Honey waited for Susan to go on. So did Alice. She did not, until at last he prompted her. “What sort of friction?”

“He couldn’t get along with Craig. Craig thought he dragged the tempo.”

“Did he?”

“I don’t know.”

“And was he successful in this other band?”

“Very.”

“More so, for example, than he would have been if he had stayed?”

“Probably.”

“But he wasn’t a close friend?”

“No. He had other friends all along. He saw the band as just a job.”

“There have been other drummers?”

“Countless.”

“How did they get along with the band?”

“Fine with Noah and Denny. Craig had his ups and downs with them.”

“The latest is Mr. Jake Zimmerman?”

“Yes.”

“How long has he been with the band?”

“A couple of months.”

“How did you get along with Mr. Shellady, Miss Gabriel?”

“Fine.”

“Did you have your ups and downs?”

“Craig was a very moody person, with a hot temper, but also rather charming.”

“Did you see much of him?”

“Yes, he was at our apartment most of the time.”

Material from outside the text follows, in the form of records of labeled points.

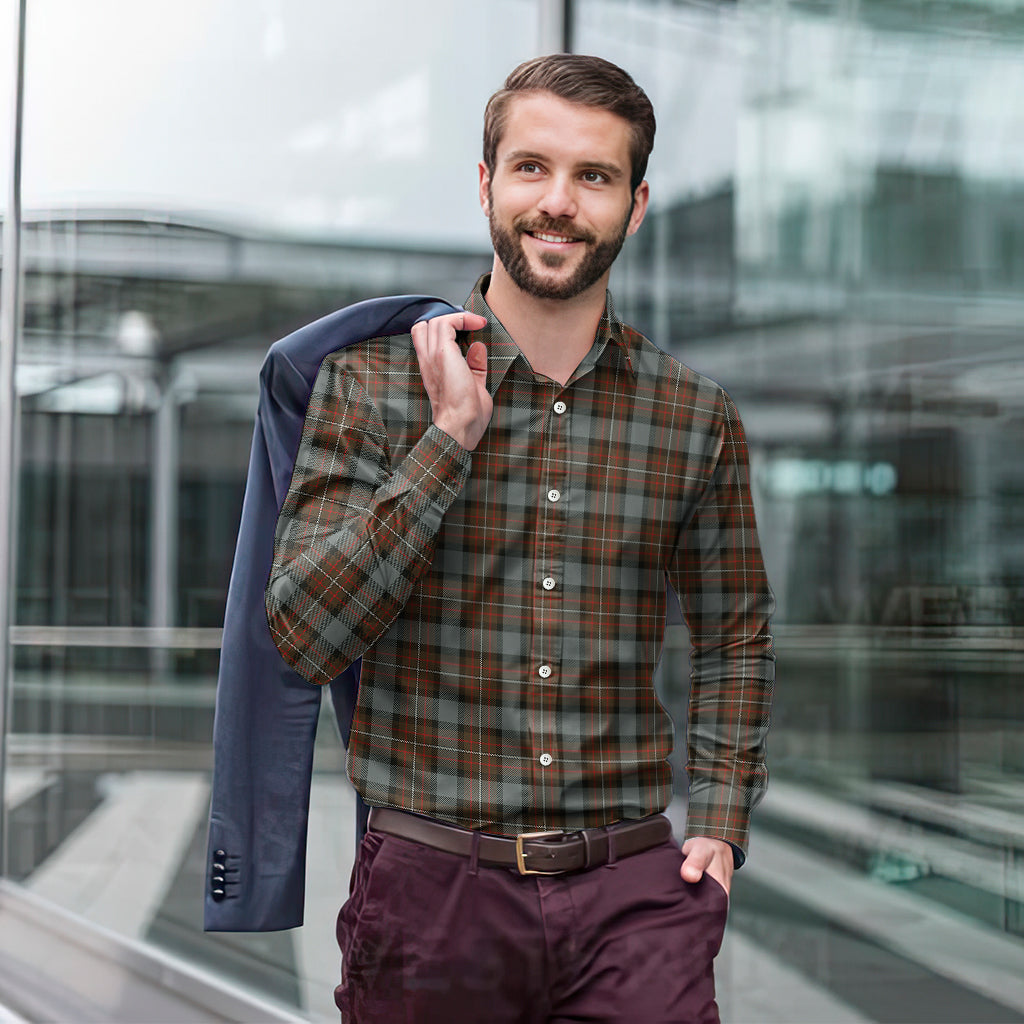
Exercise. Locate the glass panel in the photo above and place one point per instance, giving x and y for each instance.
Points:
(837, 237)
(201, 178)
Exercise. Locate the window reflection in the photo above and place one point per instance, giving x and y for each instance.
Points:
(853, 279)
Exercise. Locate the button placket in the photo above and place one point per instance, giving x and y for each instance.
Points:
(549, 566)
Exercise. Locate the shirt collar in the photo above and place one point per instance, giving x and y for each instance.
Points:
(503, 351)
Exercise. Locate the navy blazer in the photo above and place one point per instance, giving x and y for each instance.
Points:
(266, 714)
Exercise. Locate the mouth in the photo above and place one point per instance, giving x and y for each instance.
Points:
(554, 239)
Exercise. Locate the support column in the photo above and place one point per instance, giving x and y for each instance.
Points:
(10, 318)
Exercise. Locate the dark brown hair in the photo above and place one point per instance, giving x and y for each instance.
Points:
(579, 79)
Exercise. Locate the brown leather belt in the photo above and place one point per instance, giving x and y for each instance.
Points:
(530, 853)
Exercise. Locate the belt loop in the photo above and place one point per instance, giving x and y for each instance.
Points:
(609, 832)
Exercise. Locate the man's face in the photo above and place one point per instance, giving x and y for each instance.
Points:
(559, 203)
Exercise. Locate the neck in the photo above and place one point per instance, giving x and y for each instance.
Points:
(554, 335)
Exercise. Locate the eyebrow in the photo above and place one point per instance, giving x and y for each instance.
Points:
(611, 170)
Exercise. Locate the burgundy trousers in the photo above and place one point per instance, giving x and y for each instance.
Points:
(429, 937)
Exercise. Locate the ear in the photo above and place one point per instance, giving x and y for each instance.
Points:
(640, 199)
(484, 186)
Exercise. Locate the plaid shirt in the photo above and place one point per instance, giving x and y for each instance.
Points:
(509, 603)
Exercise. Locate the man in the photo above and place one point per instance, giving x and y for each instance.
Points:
(488, 513)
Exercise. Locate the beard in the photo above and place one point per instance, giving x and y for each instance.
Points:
(599, 255)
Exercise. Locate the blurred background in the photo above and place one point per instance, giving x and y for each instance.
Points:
(837, 236)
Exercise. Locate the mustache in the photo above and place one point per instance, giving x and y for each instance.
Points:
(546, 225)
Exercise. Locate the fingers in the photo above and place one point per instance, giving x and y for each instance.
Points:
(477, 357)
(706, 854)
(695, 864)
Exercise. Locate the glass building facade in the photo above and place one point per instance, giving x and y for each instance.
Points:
(836, 235)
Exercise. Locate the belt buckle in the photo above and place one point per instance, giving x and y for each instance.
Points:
(520, 855)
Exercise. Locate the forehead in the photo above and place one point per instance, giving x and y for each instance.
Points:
(544, 123)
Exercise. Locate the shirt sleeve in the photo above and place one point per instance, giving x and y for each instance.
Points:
(354, 532)
(719, 576)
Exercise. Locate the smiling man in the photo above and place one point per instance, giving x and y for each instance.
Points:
(488, 513)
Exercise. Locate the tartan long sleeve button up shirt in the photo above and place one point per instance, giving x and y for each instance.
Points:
(509, 604)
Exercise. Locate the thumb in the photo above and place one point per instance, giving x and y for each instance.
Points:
(477, 357)
(473, 322)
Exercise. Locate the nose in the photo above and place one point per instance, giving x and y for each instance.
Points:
(558, 199)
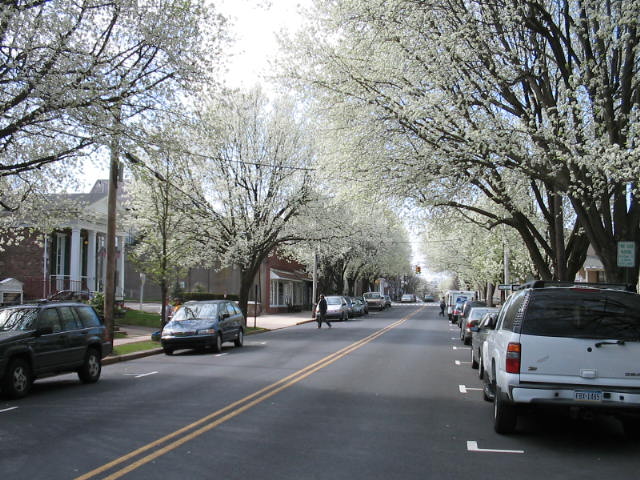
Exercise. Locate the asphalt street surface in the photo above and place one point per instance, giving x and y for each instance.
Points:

“That was a satisfactory arrangement?”

“We were used to it, and it is a large apartment.” Susan took the long bobby pin out of her hair and replaced it with deliberation. “Do you have brothers, Detective Honey?”

“Yes, two.” Alice tried to imagine them.

“Craig was very much my boyfriend’s brother. I had to accept that a long time ago.” She paused, thinking, and then, apparently, decided to go on. “I liked Craig, but I understood his limitations. Denny loved him in spite of them, or maybe because of them, and I had to accept them, too. Denny and Craig were a package deal.”

“What were these limitations?”

“His hot temper wasn’t just a hot temper. It was a kind of psychotic interlude. He would become very, very abusive and paranoid. And he couldn’t manage his money very well.”

“Did he give rein to his temper physically?”

“If you mean, did he hit people, no, he didn’t. He was very eloquent. He didn’t need to hit people.”

“Did he take drugs?”

“Drugs weren’t the reason for his problems. Alcohol made it worse, though, and in the last few years he’s pretty much quit drinking.”

“What do you think was the reason for his problems?”

“His parents were both killed when he was twelve, for one thing. I’ve heard that his father had some problems, but I don’t know. They were killed in a car accident.”

“Mr. Minehart remained loyal to him? To the point of practically living with him?”

“Craig loved Denny, like everyone else. Denny could calm him down, and he never really got mad at Denny. Craig lived with
Denny’s family off and on after the accident, except for a couple of years when his aunts and uncles sent him to a military school.”

“He didn’t stay there for long?”

“He attempted suicide, I think.”

“In other words, Craig Shellady was a very troubled person?”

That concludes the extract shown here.